Au commissariat de Perpignan, les affaires ronronnent avec une régularité et une routine exemplaire. Les deux personnages principaux, Gilles Sebag et Jacques Molina gèrent les affaires courantes de vols de motos en petits larcins. Le cœur n’y est plus, et la priorité est clairement donnée à la vie personnelle, même si Molina est divorcé et Sebag heureux en ménage. C’est d’ailleurs la raison pour laquelle Sebag n’a jamais eu d’avancement et n’en attend plus.

Ce matin-là, Sylvie Lopez vient pour signaler la disparition de son mari, José, chauffeur de taxi. Cela fait deux jours qu’il n’est pas apparu, et même s’il lui arrive de découcher, cela fait suffisamment longtemps pour que sa femme s’inquiète. Sebag, poussé par son instinct, va mener l’enquête. Il s’avère que José a été vu en compagnie d’une jeune hollandaise avec un tatouage d’oiseau sur l’épaule droite deux jours avant de disparaître. Or, cette jeune fille n’a pas donné signe de vie à ses parents. Les coïncidences ne font que commencer et le mystère va s’épaissir.

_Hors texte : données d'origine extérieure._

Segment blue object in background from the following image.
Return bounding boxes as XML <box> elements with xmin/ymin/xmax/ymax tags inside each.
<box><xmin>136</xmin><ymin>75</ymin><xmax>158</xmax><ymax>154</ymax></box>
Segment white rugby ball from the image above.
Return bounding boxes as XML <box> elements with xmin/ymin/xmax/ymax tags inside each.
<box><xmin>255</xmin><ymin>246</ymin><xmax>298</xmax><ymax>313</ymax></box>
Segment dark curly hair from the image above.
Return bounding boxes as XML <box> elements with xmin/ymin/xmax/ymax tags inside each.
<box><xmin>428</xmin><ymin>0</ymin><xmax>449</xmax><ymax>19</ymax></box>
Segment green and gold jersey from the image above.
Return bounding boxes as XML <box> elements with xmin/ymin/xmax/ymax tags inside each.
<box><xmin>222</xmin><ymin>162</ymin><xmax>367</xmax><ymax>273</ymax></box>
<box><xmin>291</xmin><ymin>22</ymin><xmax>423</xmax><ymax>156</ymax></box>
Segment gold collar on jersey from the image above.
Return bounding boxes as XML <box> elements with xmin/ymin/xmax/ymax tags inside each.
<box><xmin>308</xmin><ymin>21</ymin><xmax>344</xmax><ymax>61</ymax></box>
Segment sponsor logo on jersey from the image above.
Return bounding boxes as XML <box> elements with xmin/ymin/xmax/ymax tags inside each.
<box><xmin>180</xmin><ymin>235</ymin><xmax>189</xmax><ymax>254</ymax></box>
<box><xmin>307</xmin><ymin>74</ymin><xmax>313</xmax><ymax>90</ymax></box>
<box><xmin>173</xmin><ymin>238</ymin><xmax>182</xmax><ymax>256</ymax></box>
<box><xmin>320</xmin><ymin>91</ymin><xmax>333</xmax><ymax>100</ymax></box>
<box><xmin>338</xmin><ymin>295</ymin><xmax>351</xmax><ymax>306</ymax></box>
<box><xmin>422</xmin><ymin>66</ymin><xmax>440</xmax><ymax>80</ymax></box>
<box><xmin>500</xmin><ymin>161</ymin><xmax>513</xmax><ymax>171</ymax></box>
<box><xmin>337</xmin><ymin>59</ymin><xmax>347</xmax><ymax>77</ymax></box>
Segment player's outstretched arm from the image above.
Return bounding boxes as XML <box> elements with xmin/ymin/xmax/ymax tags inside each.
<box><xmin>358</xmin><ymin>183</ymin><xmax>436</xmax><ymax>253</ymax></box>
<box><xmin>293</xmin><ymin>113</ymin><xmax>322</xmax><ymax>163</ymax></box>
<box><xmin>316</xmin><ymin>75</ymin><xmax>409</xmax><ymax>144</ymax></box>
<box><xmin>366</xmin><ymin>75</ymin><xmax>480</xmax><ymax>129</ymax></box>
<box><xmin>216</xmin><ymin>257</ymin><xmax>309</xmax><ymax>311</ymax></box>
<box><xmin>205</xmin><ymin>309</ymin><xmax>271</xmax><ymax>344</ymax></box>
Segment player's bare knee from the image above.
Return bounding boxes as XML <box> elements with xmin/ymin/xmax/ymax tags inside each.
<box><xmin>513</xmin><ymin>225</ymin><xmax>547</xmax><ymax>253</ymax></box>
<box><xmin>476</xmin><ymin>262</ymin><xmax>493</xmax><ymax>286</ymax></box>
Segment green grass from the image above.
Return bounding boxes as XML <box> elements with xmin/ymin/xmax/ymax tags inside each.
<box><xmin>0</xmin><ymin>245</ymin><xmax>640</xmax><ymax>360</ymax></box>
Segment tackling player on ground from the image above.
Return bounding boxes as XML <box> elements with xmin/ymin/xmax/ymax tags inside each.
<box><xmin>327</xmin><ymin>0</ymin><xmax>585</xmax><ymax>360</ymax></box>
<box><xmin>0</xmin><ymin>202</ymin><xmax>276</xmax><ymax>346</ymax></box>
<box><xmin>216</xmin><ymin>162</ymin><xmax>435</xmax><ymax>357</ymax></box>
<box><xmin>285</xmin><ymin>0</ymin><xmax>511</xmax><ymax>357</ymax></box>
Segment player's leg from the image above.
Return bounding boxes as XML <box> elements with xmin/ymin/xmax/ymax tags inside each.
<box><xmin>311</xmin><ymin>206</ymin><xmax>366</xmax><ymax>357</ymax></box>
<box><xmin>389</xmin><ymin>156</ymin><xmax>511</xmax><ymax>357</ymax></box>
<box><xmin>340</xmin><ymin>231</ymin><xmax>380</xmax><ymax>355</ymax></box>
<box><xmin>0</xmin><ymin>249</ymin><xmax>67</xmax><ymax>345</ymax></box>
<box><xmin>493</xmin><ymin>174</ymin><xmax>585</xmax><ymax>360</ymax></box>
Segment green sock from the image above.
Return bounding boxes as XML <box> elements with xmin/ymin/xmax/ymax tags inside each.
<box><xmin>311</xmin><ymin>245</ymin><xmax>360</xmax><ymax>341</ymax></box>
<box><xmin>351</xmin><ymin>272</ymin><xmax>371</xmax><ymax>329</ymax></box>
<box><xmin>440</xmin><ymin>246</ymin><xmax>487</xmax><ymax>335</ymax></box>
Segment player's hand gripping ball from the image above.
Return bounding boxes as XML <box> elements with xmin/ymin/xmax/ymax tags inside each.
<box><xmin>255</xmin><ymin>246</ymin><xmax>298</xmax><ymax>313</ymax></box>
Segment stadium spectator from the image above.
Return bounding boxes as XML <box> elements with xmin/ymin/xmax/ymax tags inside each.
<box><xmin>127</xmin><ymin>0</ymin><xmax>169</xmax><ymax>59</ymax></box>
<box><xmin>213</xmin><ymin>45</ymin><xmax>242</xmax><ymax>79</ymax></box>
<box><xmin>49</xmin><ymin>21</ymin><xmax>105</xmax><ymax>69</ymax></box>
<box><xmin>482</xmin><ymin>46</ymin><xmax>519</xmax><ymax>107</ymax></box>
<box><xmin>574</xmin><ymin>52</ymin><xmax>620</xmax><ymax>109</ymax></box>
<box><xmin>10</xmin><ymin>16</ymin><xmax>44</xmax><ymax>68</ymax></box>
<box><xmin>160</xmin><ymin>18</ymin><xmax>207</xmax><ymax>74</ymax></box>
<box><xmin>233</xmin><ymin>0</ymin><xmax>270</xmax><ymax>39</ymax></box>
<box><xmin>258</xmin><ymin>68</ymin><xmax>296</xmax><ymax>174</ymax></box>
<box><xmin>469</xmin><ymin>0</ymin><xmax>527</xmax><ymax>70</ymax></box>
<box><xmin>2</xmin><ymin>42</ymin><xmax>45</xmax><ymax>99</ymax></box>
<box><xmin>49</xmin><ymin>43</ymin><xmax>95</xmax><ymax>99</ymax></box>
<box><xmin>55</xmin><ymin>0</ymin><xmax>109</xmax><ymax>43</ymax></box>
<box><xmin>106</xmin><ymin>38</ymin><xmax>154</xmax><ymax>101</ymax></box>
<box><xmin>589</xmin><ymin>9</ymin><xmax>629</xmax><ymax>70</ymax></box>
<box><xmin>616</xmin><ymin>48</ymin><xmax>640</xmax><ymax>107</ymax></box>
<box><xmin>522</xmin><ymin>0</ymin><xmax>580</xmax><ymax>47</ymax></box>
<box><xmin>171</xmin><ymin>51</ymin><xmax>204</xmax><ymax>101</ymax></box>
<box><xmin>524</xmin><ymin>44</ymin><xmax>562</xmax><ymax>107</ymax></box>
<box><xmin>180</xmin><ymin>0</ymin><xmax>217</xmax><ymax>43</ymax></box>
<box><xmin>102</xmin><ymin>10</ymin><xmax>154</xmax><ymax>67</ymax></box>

Ce roman est épatant, d’autant plus que c’est un premier roman. Le style est fait de belles phrases explicites, d’une fluidité qui méritent le respect. C’est très agréable de lire un roman où le contexte (lété, la pression sur les policiers due aux touristes qui vont débarquer) est bien décrit, où les paysages (Perpignan et ses environs, les Pyrénées et ses montagnes à l’horizon) sont bien peints, où les personnages ont une vraie profondeur et où l’enquête est bien menée.

J’ai pris un vrai plaisir à me balader en compagnie de nos deux inspecteurs dans les environs de Perpignan, à arpenter les rues de cette petite ville où se trament de petits trafics à cause de la proximité de la frontière avec l’Espagne, d’entendre les habitants parler catalan. Et malgré une structure faite de petits chapitres, le rythme est assez lent, comme écrasé par la chaleur de l’été.

Et le gros point fort de ce roman, et son originalité réside dans la vie privée de ses personnages et en particulier de Sebag. Il me semble que c’est la première fois que je lis un personnage avec autant de détails sur sa vie privée, ses relations avec sa femme malgré le cynisme de son collègue Molina, ses sentiments envers ses enfants, de leur naissance jusqu’à l’adolescence d’aujourd’hui. Cela permet de suivre la philosophie de la vie, somme toute simple, d’un homme qui considère son travail comme alimentaire et qui a placé sa vie familiale au premier plan.

Alors, oui, le rythme est lent, l’enquête avance doucement mais n’est ce pas plus réaliste, et puis, les auteurs nordistes le font aussi. Certaines situations et dialogues sont un peu longs, mais au global, j’aurai passé un bon moment au soleil en compagnie d’une personne profondément humaine, qui veut vivre tranquillement et sereinement sa vie de famille. Je voudrais en lire beaucoup des premiers romans comme ça, et j’espère en lire beaucoup des romans de Philippe Georget.